I am just going to come out and say it: Being a wrestling fan in 2017 - particularly a WWE fan - is not fun anymore. When I first started watching, I was eight, and it was 2003ish, so that definitely plays into the bias of this article: There was no social media, there was no lingo (that I knew/used), and it was just my brother, my mom, my dad occasionally, and me watching, and it was the bee's knees. Nowadays, it's all hashtags, what's trending, and people arguing over who gets pushed, who deserves what, why heels are superior to babyfaces, WWE making business decisions, why booking matters... and it's such overrated talk.

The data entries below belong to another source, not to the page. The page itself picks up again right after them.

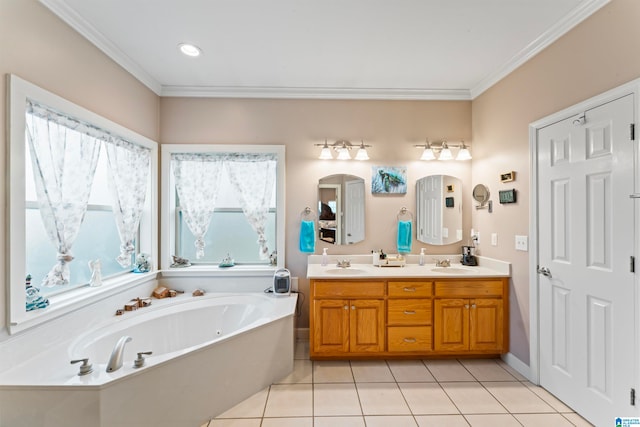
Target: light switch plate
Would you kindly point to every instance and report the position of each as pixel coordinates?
(522, 243)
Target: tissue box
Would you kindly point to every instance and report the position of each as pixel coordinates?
(393, 261)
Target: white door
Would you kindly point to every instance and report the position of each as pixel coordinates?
(586, 240)
(354, 211)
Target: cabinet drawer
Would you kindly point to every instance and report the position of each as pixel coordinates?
(469, 288)
(409, 338)
(410, 289)
(409, 311)
(345, 289)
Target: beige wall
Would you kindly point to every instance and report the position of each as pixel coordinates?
(37, 46)
(599, 54)
(392, 127)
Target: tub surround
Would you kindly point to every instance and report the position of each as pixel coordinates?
(177, 386)
(369, 312)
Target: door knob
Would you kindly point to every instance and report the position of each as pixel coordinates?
(544, 271)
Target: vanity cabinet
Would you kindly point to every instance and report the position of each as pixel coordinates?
(409, 316)
(469, 316)
(403, 318)
(347, 318)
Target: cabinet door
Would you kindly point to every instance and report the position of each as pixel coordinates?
(486, 324)
(451, 324)
(367, 326)
(331, 326)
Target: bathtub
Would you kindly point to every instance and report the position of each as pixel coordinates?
(208, 353)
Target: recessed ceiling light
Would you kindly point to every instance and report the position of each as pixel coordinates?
(189, 49)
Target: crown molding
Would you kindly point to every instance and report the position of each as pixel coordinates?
(89, 32)
(68, 15)
(315, 93)
(576, 16)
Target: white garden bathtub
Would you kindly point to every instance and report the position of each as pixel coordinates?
(209, 353)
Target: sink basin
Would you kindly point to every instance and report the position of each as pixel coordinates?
(344, 271)
(450, 270)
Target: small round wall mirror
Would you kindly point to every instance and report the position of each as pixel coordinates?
(481, 194)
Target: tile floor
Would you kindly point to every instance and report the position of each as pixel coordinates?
(393, 393)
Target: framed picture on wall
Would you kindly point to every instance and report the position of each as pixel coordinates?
(389, 180)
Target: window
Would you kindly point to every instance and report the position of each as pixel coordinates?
(71, 195)
(223, 200)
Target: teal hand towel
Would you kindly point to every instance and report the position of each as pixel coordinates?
(307, 236)
(404, 237)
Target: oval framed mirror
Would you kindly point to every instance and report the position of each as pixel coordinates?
(439, 210)
(481, 194)
(341, 210)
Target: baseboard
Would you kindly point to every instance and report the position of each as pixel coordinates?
(517, 364)
(302, 334)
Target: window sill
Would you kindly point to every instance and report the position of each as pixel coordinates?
(65, 303)
(215, 271)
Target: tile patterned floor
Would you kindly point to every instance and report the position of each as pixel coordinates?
(399, 393)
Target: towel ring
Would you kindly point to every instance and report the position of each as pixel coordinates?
(307, 214)
(403, 212)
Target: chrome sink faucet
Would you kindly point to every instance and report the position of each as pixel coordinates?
(442, 262)
(344, 263)
(115, 361)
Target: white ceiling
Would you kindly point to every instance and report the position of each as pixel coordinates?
(339, 49)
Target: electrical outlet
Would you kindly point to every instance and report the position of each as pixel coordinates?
(522, 243)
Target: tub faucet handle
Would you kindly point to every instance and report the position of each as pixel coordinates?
(85, 368)
(139, 362)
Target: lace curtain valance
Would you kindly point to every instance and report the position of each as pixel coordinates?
(64, 155)
(198, 182)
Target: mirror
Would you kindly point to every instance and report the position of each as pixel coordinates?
(481, 194)
(439, 210)
(341, 209)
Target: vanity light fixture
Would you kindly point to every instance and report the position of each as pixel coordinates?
(445, 153)
(362, 152)
(442, 150)
(190, 49)
(325, 154)
(464, 153)
(428, 153)
(343, 148)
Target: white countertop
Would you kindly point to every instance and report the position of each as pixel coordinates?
(361, 269)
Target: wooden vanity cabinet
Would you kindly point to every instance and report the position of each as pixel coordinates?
(348, 318)
(360, 318)
(409, 317)
(469, 316)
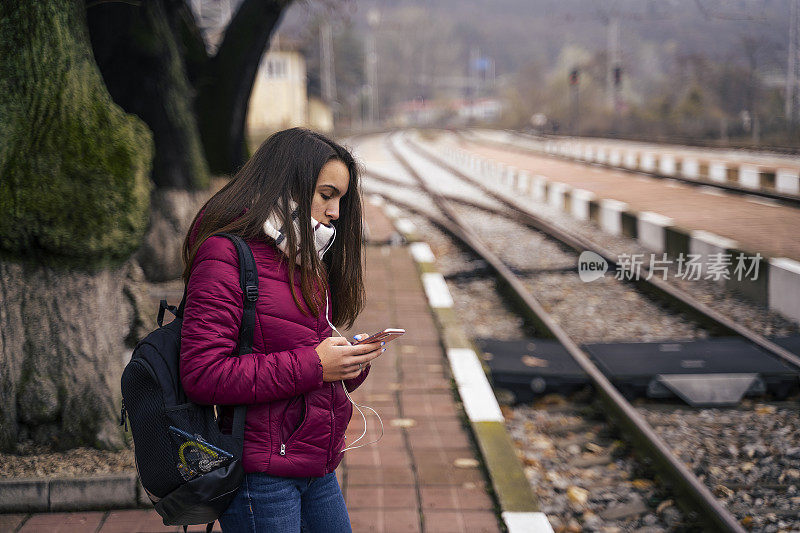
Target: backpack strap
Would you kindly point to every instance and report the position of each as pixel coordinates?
(248, 281)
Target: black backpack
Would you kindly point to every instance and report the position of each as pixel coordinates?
(188, 467)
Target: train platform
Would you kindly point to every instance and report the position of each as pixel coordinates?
(426, 473)
(755, 224)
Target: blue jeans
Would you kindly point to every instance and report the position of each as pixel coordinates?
(272, 504)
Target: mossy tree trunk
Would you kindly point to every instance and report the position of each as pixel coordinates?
(155, 64)
(74, 200)
(223, 89)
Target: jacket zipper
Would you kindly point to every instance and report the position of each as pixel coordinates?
(302, 421)
(122, 418)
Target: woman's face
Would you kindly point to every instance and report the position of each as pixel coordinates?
(331, 185)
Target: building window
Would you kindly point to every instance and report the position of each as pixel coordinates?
(275, 69)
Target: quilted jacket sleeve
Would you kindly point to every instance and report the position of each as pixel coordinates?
(352, 384)
(211, 370)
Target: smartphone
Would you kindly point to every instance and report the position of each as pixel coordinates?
(382, 336)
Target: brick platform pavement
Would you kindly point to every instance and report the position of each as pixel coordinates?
(756, 225)
(422, 476)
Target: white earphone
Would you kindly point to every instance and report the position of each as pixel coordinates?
(356, 405)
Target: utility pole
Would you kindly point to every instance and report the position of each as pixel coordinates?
(373, 19)
(328, 72)
(793, 64)
(614, 62)
(574, 85)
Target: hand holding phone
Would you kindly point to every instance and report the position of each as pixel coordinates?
(386, 335)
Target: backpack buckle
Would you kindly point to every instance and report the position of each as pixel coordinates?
(252, 293)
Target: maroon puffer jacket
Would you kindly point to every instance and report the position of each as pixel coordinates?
(295, 423)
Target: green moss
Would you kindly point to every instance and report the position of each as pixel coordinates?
(74, 167)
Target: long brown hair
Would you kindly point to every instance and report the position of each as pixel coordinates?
(284, 167)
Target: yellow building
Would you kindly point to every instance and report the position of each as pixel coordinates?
(280, 100)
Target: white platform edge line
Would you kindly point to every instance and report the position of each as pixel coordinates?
(535, 522)
(436, 290)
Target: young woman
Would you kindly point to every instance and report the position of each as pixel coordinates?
(296, 203)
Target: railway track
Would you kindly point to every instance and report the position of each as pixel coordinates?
(687, 487)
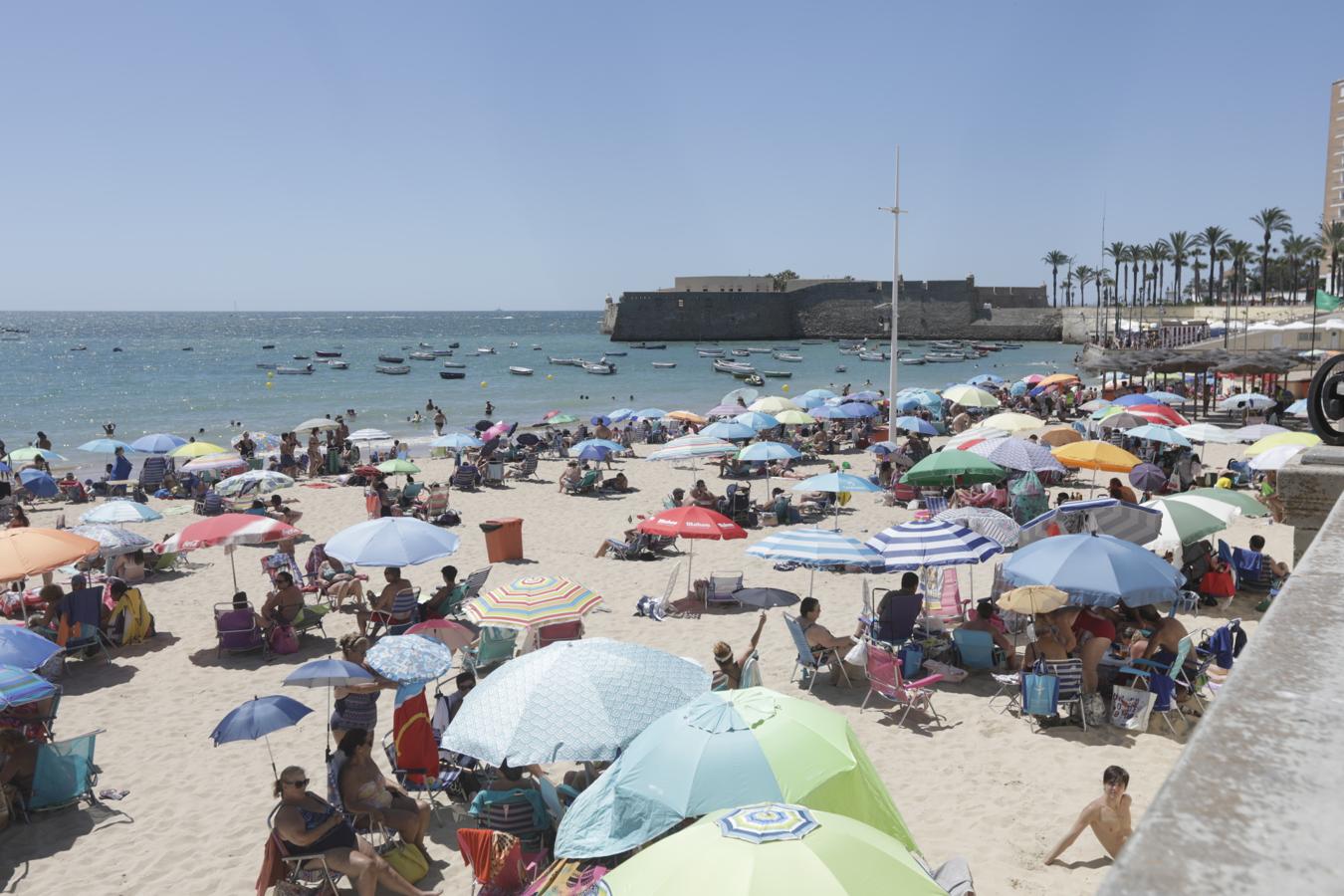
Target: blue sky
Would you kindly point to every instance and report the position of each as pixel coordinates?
(312, 154)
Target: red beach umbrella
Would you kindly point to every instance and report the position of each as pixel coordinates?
(691, 523)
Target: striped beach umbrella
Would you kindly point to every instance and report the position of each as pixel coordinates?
(913, 546)
(533, 600)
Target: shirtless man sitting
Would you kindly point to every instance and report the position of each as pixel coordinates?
(1108, 815)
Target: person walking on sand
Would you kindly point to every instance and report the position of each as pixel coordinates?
(1108, 815)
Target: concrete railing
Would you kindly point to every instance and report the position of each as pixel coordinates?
(1255, 802)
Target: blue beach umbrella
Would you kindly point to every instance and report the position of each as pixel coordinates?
(121, 511)
(105, 446)
(38, 484)
(157, 443)
(1095, 569)
(391, 542)
(23, 649)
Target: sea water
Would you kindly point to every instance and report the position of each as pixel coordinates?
(153, 385)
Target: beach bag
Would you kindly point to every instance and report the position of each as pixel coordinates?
(407, 861)
(1129, 708)
(283, 639)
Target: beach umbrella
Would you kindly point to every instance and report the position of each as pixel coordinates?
(769, 849)
(1239, 500)
(409, 658)
(456, 441)
(970, 396)
(571, 702)
(258, 718)
(1095, 569)
(33, 551)
(913, 546)
(196, 449)
(948, 466)
(729, 430)
(1109, 516)
(1148, 477)
(113, 541)
(728, 749)
(453, 635)
(105, 446)
(38, 484)
(1017, 454)
(1009, 422)
(230, 530)
(757, 421)
(773, 404)
(533, 602)
(1275, 458)
(1305, 439)
(1256, 431)
(794, 418)
(1032, 599)
(1060, 437)
(987, 522)
(1207, 433)
(254, 481)
(1185, 522)
(1246, 402)
(157, 443)
(916, 425)
(391, 542)
(765, 598)
(20, 687)
(691, 523)
(23, 649)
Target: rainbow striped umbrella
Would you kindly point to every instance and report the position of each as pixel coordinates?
(533, 600)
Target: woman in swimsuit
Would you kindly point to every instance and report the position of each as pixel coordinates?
(310, 825)
(365, 791)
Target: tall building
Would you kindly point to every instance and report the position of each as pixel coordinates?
(1335, 157)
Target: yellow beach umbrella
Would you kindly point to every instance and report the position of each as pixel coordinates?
(196, 449)
(1009, 422)
(1097, 456)
(1282, 438)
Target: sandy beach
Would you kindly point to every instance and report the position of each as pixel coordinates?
(983, 784)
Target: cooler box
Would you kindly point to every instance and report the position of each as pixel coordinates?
(503, 539)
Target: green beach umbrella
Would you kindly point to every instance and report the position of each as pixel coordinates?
(948, 466)
(768, 849)
(729, 749)
(1246, 503)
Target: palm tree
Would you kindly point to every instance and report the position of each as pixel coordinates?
(1213, 239)
(1270, 220)
(1180, 243)
(1055, 260)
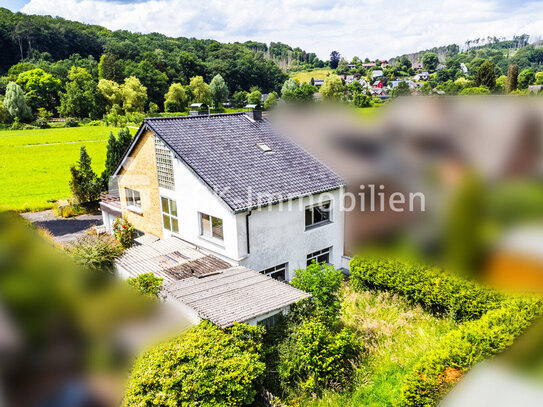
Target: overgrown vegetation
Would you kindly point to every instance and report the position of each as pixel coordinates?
(206, 366)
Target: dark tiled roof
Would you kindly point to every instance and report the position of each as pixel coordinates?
(222, 150)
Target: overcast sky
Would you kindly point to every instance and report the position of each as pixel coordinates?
(366, 28)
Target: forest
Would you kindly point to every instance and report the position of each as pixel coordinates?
(66, 68)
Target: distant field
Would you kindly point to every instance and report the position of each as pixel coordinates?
(316, 74)
(34, 164)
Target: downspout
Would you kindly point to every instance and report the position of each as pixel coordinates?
(247, 229)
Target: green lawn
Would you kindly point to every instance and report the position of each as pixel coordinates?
(34, 164)
(315, 74)
(395, 335)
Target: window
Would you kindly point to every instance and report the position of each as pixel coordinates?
(319, 256)
(169, 215)
(317, 214)
(133, 199)
(278, 272)
(164, 164)
(211, 226)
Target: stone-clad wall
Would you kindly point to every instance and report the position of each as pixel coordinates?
(140, 173)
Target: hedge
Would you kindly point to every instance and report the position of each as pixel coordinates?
(438, 370)
(205, 367)
(492, 321)
(436, 290)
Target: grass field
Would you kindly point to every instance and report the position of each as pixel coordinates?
(315, 74)
(34, 164)
(395, 335)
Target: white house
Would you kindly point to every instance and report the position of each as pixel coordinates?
(233, 187)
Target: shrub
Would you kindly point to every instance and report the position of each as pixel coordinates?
(147, 284)
(70, 122)
(438, 370)
(68, 211)
(313, 356)
(205, 367)
(97, 252)
(124, 232)
(434, 289)
(42, 123)
(323, 282)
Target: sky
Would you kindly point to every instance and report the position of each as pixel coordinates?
(365, 28)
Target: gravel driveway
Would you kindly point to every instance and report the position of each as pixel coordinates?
(63, 230)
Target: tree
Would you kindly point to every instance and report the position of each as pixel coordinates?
(486, 75)
(402, 89)
(333, 88)
(218, 90)
(79, 100)
(200, 90)
(271, 101)
(111, 91)
(134, 95)
(512, 77)
(176, 98)
(109, 68)
(116, 148)
(15, 103)
(206, 366)
(83, 182)
(40, 88)
(335, 57)
(361, 100)
(526, 78)
(430, 61)
(289, 86)
(254, 98)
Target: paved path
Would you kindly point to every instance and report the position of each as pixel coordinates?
(63, 230)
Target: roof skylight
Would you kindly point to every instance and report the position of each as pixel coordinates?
(264, 147)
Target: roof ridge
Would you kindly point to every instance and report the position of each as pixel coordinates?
(196, 116)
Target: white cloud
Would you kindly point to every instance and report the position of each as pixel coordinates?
(365, 28)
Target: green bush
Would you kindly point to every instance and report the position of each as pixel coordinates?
(314, 357)
(147, 284)
(124, 232)
(204, 367)
(438, 370)
(42, 123)
(96, 252)
(437, 291)
(71, 122)
(323, 282)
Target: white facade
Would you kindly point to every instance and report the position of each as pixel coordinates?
(277, 234)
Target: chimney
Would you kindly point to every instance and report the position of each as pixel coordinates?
(199, 109)
(254, 112)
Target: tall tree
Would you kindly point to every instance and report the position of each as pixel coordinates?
(430, 61)
(109, 68)
(512, 77)
(83, 182)
(40, 88)
(486, 75)
(79, 100)
(335, 57)
(15, 103)
(200, 90)
(134, 95)
(218, 89)
(176, 98)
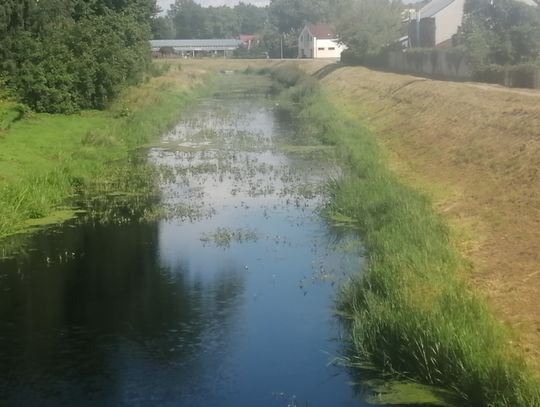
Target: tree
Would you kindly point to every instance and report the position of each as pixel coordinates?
(292, 15)
(189, 19)
(64, 55)
(162, 28)
(500, 32)
(367, 26)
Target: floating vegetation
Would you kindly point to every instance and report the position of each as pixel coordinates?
(223, 237)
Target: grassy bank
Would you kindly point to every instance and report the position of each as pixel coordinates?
(410, 313)
(51, 165)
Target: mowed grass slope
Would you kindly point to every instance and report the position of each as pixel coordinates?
(411, 313)
(475, 149)
(46, 159)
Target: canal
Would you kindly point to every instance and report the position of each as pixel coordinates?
(225, 301)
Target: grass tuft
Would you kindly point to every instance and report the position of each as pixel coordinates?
(410, 313)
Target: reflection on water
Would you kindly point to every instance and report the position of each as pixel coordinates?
(164, 313)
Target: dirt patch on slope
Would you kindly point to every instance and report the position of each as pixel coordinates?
(476, 150)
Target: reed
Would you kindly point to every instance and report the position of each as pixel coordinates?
(410, 313)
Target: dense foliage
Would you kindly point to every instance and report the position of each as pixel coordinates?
(188, 19)
(277, 25)
(500, 32)
(367, 26)
(65, 55)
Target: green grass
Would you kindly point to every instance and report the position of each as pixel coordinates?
(410, 313)
(52, 163)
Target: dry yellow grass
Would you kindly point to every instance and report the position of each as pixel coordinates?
(476, 150)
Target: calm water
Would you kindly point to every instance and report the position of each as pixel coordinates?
(226, 303)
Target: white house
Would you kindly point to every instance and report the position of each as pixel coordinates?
(319, 41)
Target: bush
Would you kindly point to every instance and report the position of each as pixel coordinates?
(524, 76)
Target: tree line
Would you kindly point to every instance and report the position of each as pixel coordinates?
(67, 55)
(493, 31)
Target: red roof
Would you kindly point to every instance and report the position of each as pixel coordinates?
(248, 38)
(321, 31)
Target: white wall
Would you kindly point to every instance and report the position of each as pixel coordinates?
(448, 20)
(305, 44)
(323, 49)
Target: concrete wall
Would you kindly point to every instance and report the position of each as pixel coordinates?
(437, 63)
(447, 21)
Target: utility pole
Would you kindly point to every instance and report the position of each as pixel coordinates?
(418, 19)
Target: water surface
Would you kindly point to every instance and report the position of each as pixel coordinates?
(227, 302)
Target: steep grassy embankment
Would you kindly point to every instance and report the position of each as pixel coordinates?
(48, 162)
(412, 313)
(475, 149)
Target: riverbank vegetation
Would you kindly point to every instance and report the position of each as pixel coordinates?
(51, 165)
(61, 56)
(410, 314)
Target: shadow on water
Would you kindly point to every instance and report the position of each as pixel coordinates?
(226, 301)
(92, 291)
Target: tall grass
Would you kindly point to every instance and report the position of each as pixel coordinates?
(410, 312)
(50, 162)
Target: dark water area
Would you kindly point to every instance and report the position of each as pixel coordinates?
(227, 302)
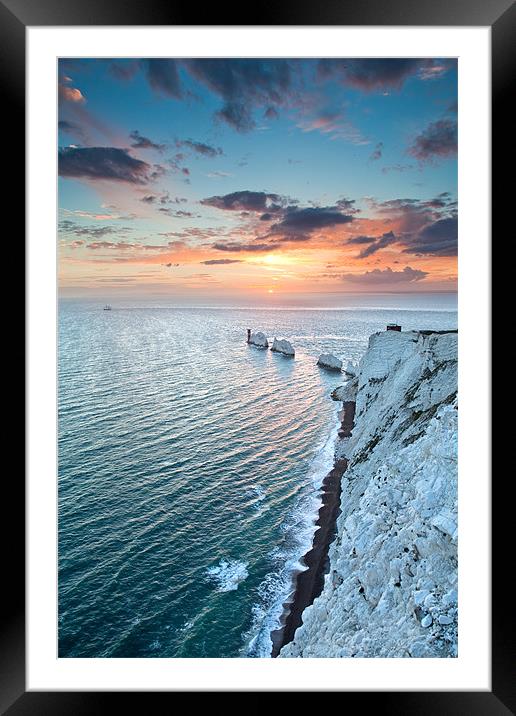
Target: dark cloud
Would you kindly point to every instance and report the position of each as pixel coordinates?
(163, 77)
(439, 139)
(370, 74)
(221, 262)
(256, 201)
(380, 243)
(438, 238)
(347, 205)
(140, 142)
(238, 115)
(234, 246)
(386, 277)
(377, 152)
(300, 222)
(244, 85)
(108, 163)
(178, 213)
(206, 150)
(361, 240)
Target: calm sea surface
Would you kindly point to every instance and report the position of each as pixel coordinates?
(189, 467)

As fans, this should be out of reach for us; we were never meant to hear insider terms like "bury" or "jobber" because we would overuse those terms (spoiler alert: we do); we were never meant to hear about "booking" - news flash, wrestling is scripted and choreographed - because fans would scream who deserves what (spoiler alert: we do). People can hardly enjoy the program anymore because we've grown obsessed with rumors and speculation and predicting the show that we already know what's coming - what elitists are we that because we know insider terms and what booking is, we feel owed something.
We have lost what it means to be a fan; we get so consumed by posting on social media about how after one loss Sasha Banks is now a jobber or if she wins another championship, Sasha is now over-pushed (she is neither of those things).
This article is in no way trying to deter you away from being a fan and having emotions about the product (please continue complaining about it with me!), but it is explaining how we need to remember what it's like to be a fan and not feel owed anything. When I go to live events and see kids decked out in their favorite's merch, they are alive. You think they care if so-and-so is being overpushed? No, they're too busy being fans of the product and y'know, watching the match unfold - they aren't cosplaying as the leader of Bullet Club and trying to hijack a WWE show to get attention.
So in light of this, I am going to make a change: I want to focus on the characters and the storylines, not the people playing the characters. I will let storylines get a chance to be told before I make a judgment. So-and-so is not overpushed; I just have seen too much of them (Get the point?). At the end of the day, I just want to enjoy the fragment of childhood I have left as an adult.